Banksy’s other vandalistic art projects have symbolized issues similarly to how Mediterranean Sea View 2017 addressed the migration crisis. Near the French coastal town of Calais, Banksy painted the mural The Son of a Migrant from Syria, depicting Steve Jobs, Apple's creator. Commenting on the meaning behind the graffiti, Banksy explained that Steve Jobs was the son of a Syrian immigrant and that annual seven billion dollars in tax revenue “only exists because they allowed in a young man from Homs.” Although Banksy’s use of public spaces for art is illegal vandalism, the artist creates works that act as a tool for political and social messaging, ironically rebelling against institutional and political systems through the rebellious act of graffiti.
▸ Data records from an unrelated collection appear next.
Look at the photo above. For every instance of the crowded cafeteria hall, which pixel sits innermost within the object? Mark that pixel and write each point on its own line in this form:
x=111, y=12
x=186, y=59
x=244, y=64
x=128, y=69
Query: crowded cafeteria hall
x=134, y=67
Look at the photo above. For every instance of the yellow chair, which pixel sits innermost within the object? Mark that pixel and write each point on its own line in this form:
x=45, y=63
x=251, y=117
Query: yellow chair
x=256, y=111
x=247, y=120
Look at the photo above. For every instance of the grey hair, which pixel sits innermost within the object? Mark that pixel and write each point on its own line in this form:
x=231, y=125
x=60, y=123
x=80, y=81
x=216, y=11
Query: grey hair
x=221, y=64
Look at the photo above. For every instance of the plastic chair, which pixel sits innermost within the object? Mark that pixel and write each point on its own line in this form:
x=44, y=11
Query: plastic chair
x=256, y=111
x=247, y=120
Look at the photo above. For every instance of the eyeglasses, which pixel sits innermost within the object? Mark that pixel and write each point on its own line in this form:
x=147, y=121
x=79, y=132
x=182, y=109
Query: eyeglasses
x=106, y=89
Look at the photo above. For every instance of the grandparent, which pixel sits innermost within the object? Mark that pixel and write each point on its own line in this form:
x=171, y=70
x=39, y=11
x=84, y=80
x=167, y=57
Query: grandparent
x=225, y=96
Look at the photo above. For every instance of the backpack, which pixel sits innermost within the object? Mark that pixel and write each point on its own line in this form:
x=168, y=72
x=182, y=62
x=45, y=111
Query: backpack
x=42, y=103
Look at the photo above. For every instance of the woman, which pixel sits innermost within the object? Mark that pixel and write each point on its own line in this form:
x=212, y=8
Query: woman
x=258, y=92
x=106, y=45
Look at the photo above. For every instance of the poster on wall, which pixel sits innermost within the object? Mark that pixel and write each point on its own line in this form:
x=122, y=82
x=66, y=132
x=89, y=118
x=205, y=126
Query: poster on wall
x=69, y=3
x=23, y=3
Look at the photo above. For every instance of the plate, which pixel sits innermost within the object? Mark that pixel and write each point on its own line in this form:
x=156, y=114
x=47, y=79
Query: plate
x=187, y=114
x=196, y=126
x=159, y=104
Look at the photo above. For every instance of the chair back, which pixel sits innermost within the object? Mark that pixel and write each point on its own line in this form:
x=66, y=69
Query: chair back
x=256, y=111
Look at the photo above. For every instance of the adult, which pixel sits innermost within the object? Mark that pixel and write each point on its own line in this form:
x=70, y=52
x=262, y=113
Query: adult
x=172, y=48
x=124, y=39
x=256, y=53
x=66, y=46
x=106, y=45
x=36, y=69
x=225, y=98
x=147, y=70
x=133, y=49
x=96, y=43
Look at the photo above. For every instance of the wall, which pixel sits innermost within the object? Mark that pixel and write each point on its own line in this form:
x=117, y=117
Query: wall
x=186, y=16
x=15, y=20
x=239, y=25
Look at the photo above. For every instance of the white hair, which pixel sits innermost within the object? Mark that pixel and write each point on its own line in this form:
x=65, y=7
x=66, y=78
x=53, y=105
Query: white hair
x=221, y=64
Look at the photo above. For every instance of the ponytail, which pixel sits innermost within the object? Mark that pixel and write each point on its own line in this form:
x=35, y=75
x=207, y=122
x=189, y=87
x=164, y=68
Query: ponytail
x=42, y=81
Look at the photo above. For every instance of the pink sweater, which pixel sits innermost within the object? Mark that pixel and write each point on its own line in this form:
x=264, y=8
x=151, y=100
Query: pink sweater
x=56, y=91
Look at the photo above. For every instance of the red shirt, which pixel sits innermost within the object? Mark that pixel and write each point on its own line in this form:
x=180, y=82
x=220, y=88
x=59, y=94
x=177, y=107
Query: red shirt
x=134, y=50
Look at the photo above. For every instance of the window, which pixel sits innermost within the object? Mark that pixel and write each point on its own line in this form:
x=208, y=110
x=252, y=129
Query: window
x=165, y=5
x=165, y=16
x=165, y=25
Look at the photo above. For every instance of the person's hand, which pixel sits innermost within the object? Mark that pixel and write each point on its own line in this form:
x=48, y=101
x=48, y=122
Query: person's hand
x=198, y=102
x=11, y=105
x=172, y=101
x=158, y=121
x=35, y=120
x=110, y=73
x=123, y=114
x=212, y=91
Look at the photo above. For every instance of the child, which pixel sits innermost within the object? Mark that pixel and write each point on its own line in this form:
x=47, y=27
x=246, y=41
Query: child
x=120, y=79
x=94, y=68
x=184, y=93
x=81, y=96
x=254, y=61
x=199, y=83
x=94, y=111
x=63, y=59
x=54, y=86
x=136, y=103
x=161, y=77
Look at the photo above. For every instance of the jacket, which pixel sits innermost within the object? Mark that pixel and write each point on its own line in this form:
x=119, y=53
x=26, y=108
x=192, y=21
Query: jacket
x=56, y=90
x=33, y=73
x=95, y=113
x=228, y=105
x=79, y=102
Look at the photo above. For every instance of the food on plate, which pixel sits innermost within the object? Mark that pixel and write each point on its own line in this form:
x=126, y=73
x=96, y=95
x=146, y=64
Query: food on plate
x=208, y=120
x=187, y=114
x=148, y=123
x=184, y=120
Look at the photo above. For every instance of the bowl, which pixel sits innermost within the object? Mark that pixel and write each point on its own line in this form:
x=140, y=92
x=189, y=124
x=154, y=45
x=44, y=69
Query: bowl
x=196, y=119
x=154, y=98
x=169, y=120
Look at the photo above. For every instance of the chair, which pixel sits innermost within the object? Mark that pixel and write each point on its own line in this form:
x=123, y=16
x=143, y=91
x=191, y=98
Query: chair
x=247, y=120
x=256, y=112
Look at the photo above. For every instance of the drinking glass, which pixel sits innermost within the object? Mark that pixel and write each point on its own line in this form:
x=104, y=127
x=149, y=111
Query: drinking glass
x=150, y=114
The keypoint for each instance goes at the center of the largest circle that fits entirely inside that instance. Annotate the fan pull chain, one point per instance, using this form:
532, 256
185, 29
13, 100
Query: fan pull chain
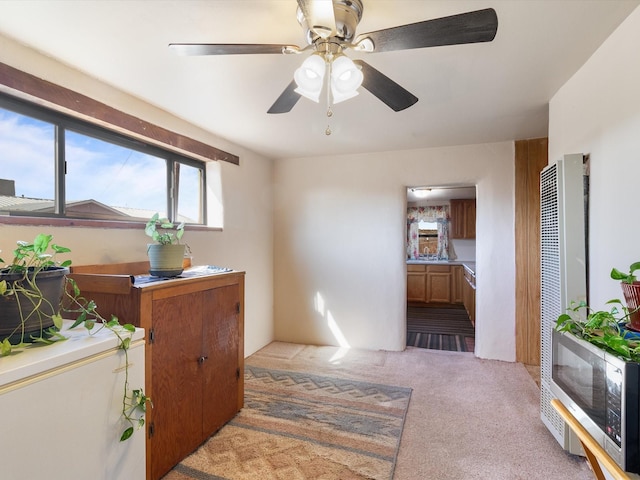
327, 132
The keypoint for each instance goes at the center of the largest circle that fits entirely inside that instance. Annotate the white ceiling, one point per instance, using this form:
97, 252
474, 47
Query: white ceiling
478, 93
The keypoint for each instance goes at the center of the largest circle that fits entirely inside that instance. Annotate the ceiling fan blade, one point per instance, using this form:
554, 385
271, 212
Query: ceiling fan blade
396, 97
319, 16
229, 48
470, 27
287, 99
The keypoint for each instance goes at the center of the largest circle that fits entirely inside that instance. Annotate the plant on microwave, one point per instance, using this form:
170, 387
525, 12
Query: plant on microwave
603, 328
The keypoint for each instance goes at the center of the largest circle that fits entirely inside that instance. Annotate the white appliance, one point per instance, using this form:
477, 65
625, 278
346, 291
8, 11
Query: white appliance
61, 410
563, 270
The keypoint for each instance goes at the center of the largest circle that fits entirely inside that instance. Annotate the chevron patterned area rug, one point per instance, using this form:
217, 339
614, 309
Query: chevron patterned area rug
303, 426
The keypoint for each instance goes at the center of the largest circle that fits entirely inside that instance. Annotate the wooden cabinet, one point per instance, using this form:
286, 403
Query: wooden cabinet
457, 277
416, 283
438, 284
194, 354
469, 294
434, 283
463, 218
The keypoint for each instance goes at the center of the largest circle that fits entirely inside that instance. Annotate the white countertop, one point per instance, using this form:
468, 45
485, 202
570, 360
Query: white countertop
469, 264
37, 359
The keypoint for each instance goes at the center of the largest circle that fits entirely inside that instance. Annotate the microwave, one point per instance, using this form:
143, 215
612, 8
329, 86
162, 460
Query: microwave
602, 392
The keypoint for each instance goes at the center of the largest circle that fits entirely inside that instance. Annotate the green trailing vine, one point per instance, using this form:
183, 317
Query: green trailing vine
30, 259
603, 328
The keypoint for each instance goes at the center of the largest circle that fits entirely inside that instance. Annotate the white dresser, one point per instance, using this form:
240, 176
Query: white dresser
60, 410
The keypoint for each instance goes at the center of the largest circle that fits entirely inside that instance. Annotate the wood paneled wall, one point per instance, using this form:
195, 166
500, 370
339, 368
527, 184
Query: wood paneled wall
531, 156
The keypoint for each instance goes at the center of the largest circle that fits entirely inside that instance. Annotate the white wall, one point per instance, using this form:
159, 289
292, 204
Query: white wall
340, 271
598, 112
245, 244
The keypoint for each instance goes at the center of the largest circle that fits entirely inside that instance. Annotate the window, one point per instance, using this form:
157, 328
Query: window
56, 166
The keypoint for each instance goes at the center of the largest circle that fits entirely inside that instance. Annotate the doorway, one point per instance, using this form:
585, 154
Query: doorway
440, 257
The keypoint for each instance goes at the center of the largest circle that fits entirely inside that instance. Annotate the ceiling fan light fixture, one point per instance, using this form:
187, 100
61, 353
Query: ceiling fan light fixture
346, 78
310, 77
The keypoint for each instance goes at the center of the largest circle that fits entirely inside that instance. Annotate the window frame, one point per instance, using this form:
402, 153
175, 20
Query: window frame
63, 122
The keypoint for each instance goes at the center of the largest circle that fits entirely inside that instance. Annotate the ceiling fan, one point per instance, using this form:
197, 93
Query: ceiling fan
330, 30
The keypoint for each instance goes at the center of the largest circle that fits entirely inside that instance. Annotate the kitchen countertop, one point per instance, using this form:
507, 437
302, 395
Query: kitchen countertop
468, 264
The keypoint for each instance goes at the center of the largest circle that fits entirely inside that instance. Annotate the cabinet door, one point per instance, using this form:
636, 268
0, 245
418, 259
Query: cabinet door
416, 286
470, 219
457, 277
457, 219
438, 284
176, 380
220, 351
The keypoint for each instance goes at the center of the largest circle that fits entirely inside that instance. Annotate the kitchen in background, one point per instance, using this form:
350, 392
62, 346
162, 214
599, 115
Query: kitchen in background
441, 267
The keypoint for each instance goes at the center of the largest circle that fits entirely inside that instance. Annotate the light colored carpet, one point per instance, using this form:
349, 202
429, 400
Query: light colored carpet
468, 418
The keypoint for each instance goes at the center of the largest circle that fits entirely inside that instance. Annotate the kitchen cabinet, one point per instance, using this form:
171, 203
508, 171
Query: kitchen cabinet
416, 283
463, 218
469, 294
194, 352
434, 283
457, 277
438, 284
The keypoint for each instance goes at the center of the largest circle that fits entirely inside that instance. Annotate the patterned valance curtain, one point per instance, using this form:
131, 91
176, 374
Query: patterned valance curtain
438, 214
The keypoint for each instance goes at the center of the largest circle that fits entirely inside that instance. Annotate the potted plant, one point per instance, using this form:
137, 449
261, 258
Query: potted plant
166, 256
35, 291
31, 288
631, 291
603, 328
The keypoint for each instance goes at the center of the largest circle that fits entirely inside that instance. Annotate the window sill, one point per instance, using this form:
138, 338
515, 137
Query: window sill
83, 222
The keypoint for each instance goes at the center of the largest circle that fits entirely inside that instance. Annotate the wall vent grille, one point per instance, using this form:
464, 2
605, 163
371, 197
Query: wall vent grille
562, 267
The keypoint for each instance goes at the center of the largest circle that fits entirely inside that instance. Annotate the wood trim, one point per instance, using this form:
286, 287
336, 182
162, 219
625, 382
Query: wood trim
596, 455
109, 117
531, 156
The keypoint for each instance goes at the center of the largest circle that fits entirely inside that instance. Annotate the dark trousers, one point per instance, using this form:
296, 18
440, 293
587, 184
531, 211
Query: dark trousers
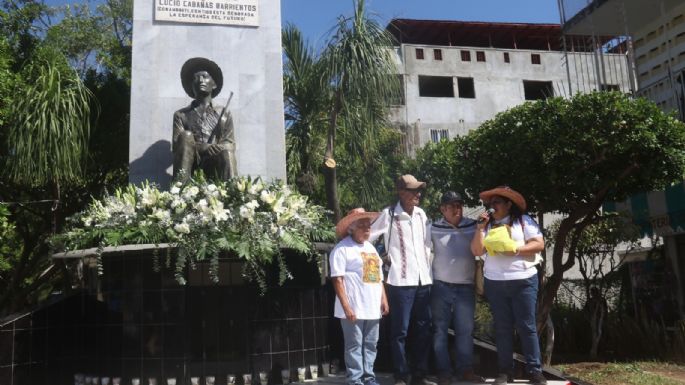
410, 304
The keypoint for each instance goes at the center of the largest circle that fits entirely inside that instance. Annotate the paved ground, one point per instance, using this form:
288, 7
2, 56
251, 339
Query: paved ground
386, 379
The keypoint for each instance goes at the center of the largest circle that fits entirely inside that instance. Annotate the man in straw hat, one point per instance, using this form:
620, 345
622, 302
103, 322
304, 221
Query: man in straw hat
360, 296
203, 136
403, 227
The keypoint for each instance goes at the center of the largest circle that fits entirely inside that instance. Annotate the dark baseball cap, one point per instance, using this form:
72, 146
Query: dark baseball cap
451, 197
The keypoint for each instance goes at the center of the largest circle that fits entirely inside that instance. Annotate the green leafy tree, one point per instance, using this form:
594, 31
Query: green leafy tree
49, 132
368, 152
359, 69
95, 38
567, 156
39, 49
599, 253
306, 97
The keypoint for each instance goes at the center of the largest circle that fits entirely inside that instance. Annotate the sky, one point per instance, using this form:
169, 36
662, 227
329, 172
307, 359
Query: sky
315, 18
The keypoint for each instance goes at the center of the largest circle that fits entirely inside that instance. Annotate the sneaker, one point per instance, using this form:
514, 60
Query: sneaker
470, 376
501, 379
536, 378
422, 381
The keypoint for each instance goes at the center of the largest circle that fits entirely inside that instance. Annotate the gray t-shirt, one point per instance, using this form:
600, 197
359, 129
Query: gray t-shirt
453, 260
As seen with both The Son of a Migrant from Syria and Mediterranean Sea View 2017, Banksy reuses existing land and art pieces to reveal prevalent issues of the migration crisis throughout the Mediterranean Basin.

== Sale and donation ==
The triptych was donated to a nonprofit organization named ABCD Bethlehem, a group that provides medical support to Palestinian children with disabilities. The paintings were then auctioned off by Sotheby on July 28, 2020, for more than £2.2 million ($2.9 million) to two anonymous buyers. The final sale nearly doubled the original pre-sale auction estimate of £1.2 million ($1.5 million), accumulating more revenue than expected. The proceeds from the auction were allocated towards building an acute stroke unit and buying children’s rehabilitation equipment for the Bethlehem Arab Society for Rehabilitation (BASR) hospital in Bethlehem.

== Interpretations ==
Mediterranean Sea View 2017 is one of many examples of how Banksy confronts political and cultural problems through the outlet of art. Mediterranean Sea View 2017 revealed the issues with the European migrant crisis by drawing the viewer's attention towards the deaths of the migrants. Although the European Union declared that the migrant crisis was over in March 2019, Banksy has continued to allocate resources toward solving migration issues. Although Mediterranean Sea View 2017 has been sold and its money has been donated to projects in the Middle East, Banksy continues to aid migrants traveling through the Mediterranean. An example of the artist’s modern-day efforts is seen through the artist-funded relief ship, the M.V. Louise Michel.